Quand l’énergie Russe et Européenne joue entre ombre et lumière

Depuis le début de la terrible guerre en Ukraine, une succession de déclarations fracassantes ont été énoncées au sujet du gaz et du pétrole russes et de leur embargo pour sanctionner la politique de Vladimir Poutine. Hors des projecteurs, le pragmatisme s’appuie toutefois sur la raison d’Etat, dans l’obscurité.

Paradoxalement, plonger dans cette ombre pourrait apporter un éclairage sur une situation d’une complexité extrême.

 

Le scénario actuel n’est pas inédit. Durant la Deuxième Guerre mondiale, la Standard Oil, du magnat américain Rockefeller, vendait le pétrole indépendamment aux Américains, aux Anglais ou aux Allemands. Les pétroliers américains ne furent jamais condamnés pour leur complicité avec le gouvernement d’Hitler.

Livrer à toutes les parties permettait aux tankers de naviguer sans encombre. Le décor est posé.

 

Le pragmatisme d’Etat

Corollaire à l’invasion de l’Ukraine par Moscou, les importations d’énergies russes sont devenues impopulaires.

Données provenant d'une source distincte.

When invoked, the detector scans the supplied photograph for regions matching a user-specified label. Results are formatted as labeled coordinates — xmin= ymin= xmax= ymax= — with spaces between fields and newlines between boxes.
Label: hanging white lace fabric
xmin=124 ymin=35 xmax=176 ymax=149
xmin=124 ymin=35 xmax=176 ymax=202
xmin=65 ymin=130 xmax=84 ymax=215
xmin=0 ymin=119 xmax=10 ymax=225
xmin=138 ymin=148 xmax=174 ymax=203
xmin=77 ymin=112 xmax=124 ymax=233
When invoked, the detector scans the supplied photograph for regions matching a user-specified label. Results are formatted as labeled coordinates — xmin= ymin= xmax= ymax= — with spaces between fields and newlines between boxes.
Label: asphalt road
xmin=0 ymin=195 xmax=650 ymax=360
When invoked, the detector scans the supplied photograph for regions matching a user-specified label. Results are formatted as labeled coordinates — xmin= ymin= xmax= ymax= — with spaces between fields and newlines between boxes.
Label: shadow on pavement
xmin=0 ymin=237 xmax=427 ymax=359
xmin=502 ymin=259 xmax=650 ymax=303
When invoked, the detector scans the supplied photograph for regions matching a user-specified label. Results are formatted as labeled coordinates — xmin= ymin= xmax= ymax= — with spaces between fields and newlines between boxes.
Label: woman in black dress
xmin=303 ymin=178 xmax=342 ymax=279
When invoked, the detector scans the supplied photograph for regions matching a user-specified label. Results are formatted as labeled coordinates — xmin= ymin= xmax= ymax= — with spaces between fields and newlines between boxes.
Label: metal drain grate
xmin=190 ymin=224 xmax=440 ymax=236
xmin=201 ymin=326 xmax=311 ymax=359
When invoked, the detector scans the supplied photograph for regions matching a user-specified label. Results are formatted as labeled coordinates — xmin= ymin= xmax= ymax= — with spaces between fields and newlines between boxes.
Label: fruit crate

Sous les projecteurs, le premier ministre canadien, Justin Trudeau, fut le premier à annoncer le boycott du pétrole et du gaz russes. Lorsqu’un journaliste lui fit remarquer que le Canada n’achetait ni l’un ni l’autre, il bredouilla: "Ce geste envoie un message puissant aux autres nations!" Sa remarque dévoila l’existence d’une rhétorique opportuniste.

En réalité, depuis le début de la guerre, les importations de gaz russe par l’Europe ont atteint des niveaux très élevés. L’objectif est de remplir les réserves pour se prémunir d’une pénurie, même si, durant toute la guerre froide, l’URSS n’a jamais interrompu ses exportations d’hydrocarbures.

 

Le nucléaire reste dans l'ombre

Une partie du gaz russe consommé en Europe transite par l’Ukraine via l’entreprise publique Naftogaz. Pendant que le président Volodymyr Zelensky appelle les pays européens à cesser leur consommation de gaz russe, dans l’ombre, le gazoduc Brotherhood est toujours en service. Celui qui fait transiter l’or bleu à travers l’Ukraine est soigneusement épargné par les bombes. Pour Kiev, il permet de continuer à se chauffer, à cuisiner et à percevoir les frais de transit.

Du côté des Etats-Unis, la Maison-Blanche a également annoncé un embargo sur les hydrocarbures en provenance de Moscou. Hors des projecteurs, Joe Biden a recouvert de silence ses importations d’uranium russe qui approvisionnent, à plus de 20%, les centrales nucléaires américaines.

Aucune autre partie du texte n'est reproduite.